Sous la direction de Bernard Ficatier, ancien enseignant en charpente navale, Scanmar forme des spécialistes pour utiliser des technologies telles que la photogrammétrie et la lasergrammétrie. Leur travail vise à scanner puis archiver des formes de bateaux d'intérêt patrimonial voués à disparaître. En travaillant de concert avec ces acteurs, Scanmar renforce son action dans la préservation du patrimoine nautique.
Pouvez-vous nous parler de l'association Scanmar et de son objectif principal ?
L'association Scanmar a pour mission principale de numériser notre héritage maritime et fluvial. L'idée fondamentale est d'entamer un processus de digitalisation des bateaux en 3D. Un constat alarmant nous est apparu : de nombreux bateaux disparaissent sans laisser de traces, initialement construits sans plans précis, souvent élaborés à partir de demi-coque, de maquettes ou en se basant sur le modèle du voisin. Cette absence de documentation rend impérative la sauvegarde des formes de ces bateaux, souvent uniques en leur genre. Il est crucial d'agir avant que ceux-ci ne soient déformés par l'usure du temps, détériorés par les champignons et autres insectes xylophages, et de conserver une trace tangible de leur existence.
Un autre aspect essentiel du travail de Scanmar réside dans la formation d'individus compétents dans l'utilisation de ces outils de numérisation.
Quels sont les critères de sélection des bateaux patrimoniaux qui sont choisis pour être scannés et archivés par l'association ?

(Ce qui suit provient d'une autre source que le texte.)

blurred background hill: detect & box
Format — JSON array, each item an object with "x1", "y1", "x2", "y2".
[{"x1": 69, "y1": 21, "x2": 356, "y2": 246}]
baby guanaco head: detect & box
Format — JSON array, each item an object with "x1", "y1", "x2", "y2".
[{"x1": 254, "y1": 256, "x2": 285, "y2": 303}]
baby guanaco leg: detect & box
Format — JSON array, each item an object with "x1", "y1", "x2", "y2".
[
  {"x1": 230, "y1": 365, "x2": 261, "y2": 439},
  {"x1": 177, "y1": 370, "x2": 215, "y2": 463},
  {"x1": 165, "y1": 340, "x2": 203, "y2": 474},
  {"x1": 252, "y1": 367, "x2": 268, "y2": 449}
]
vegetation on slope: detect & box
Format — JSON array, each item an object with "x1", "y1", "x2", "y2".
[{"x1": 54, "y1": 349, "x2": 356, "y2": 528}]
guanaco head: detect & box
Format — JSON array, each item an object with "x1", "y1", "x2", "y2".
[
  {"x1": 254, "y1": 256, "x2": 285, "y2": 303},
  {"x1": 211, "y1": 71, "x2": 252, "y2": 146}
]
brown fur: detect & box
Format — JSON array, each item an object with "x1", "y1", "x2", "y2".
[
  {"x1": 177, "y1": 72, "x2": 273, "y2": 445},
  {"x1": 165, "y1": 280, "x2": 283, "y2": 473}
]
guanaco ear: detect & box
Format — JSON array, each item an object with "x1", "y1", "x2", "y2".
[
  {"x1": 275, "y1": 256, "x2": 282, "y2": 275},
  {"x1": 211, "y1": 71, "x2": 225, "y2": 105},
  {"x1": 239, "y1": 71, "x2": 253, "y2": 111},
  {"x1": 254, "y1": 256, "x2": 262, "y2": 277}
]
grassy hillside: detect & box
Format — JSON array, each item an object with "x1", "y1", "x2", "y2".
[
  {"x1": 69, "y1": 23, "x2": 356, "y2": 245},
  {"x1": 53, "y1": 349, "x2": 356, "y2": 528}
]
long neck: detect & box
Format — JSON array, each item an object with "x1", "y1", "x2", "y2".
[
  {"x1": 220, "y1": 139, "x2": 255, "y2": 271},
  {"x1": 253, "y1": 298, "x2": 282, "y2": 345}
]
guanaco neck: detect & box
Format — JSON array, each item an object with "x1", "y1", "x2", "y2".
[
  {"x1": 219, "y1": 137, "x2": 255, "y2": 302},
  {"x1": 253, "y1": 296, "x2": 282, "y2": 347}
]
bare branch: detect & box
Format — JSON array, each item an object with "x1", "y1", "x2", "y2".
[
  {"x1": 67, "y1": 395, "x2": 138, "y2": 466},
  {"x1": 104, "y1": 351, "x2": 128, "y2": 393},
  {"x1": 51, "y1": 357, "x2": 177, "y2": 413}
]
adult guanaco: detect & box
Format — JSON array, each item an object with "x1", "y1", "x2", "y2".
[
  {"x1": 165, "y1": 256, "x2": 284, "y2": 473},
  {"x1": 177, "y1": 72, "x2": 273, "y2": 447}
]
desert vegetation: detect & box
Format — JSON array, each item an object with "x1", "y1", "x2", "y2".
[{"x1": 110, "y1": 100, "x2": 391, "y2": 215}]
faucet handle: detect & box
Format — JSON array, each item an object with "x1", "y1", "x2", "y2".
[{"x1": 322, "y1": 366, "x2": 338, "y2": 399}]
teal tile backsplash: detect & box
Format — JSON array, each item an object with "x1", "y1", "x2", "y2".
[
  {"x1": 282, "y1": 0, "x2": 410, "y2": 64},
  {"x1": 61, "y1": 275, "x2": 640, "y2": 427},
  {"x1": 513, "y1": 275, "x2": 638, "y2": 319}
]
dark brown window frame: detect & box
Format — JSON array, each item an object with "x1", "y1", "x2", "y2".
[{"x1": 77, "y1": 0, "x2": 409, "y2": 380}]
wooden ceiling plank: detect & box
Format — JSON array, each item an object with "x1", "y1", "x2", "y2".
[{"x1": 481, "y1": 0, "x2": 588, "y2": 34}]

La rareté du bateau et sa pertinence dans l'histoire de la typologie maritime sont des éléments déterminants. Souvent, Scanmar privilégie les bateaux dépourvus de plans d'architecte, notamment ceux datant d'avant les années 30, une époque où la construction sans plans était courante. À partir des années 50, avec le fonctionnement des arsenaux et ensuite les réglementations, la pratique de construire des bateaux sur plan s'est généralisée. Sur l'année 1900, les Affaires Maritimes ont par exemple immatriculé 178 bateaux construits à Douarnenez. Malheureusement, bon nombre d'entre eux ont quasiment disparu, souvent victimes de la destruction pour être utilisés comme combustible dans les foyers ou pour d'autres besoins pratiques. Quelques vestiges subsistent, témoignant des ravages du temps, mais ils sont peu nombreux. Pour garantir une sélection rigoureuse, nous avons donc formé un petit comité scientifique composé des membres de l'association Scanmar.
Quelles sont les techniques utilisées par Scanmar pour scanner les coques de bateaux patrimoniaux ?
Nous avons recours à des techniques de pointe, telles que la photogrammétrie et la lasergrammétrie. L'utilisation de scanners modernes couplés à des ordinateurs permet de gagner jusqu'à 50 fois en rapidité et d'atteindre une précision jusqu'à 1 000 fois supérieure. Les données obtenues sont conservées sous forme de nuages de points ou de maillage.
La préparation nécessaire sur un bateau de 10 mètres pour effectuer le scan ne prend qu'une petite heure, afin de pouvoir effectuer la rotation autour du bateau. La durée totale dépend de divers facteurs, tels que l'encombrement et la luminosité, mais là où une journée était auparavant nécessaire, il suffit désormais de 3 à 4 minutes.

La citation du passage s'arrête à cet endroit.